Consider making a donation referral from a death scene when you notice “Donor” on a license or ID card or when a family mentions donation. Call 1-800-24SHARE with this information about the potential donor:

  • Name and date of birth
  • Name and all available phone numbers for the next of kin
  • Time of death and/or time last seen alive
  • Circumstances surrounding the death
  • Any known medical history
  • Funeral home name and phone number

The LifeSource Communication Specialist will approach the family about donation and will coordinate the recovery with the pathologist and the funeral home,

Thank you for your continued commitment to donation and your efforts to offer and hope and healing to many waiting recipients.

Donation in your community

March 2011

LifeSource worked with you to serve the families of more than 470 tissue donors in 2010. LifeSource works very closely with our tissue  partners to ensure that tissue recovered by LifeSource is returned  to our local hospitals and clinics for life-saving and healing surgeries.  Over 15,000 tissue grafts from LifeSource donors were returned to communities in Minnesota, North Dakota and South Dakota last year.
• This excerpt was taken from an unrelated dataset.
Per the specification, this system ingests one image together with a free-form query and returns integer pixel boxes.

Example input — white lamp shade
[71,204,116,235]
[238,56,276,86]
Here are a few places near you:

Albert Lea Medical Center, Albert Lea, MN
Big Fork Valley, Big Fork, MN
Murry City Memorial Hospital, Slayton, MN
Northwest Medical Center, Thief River Falls, MN

Sioux Falls Surgical Center, Sioux Falls, SD
Avera Sacred Heart Hospital , Yankton, SD
Rapid City Regional Hospital, Rapid City, SD
Avera St. Luke’s, Aberdeen, SD

OMS Associates, LTD and MeritCare, Fargo, ND
Trinity Medical Center, Minot, ND
St. Alexius Medical Center and MedCenter One, Bismarck, ND
St. Joseph Hospital Healthcare, Dickson, ND

Chances are you have been to one of these hospital or clinics or know someone who has!  Thank you for your help in sharing these wonderful and healing gifts with men, women and children in our communities.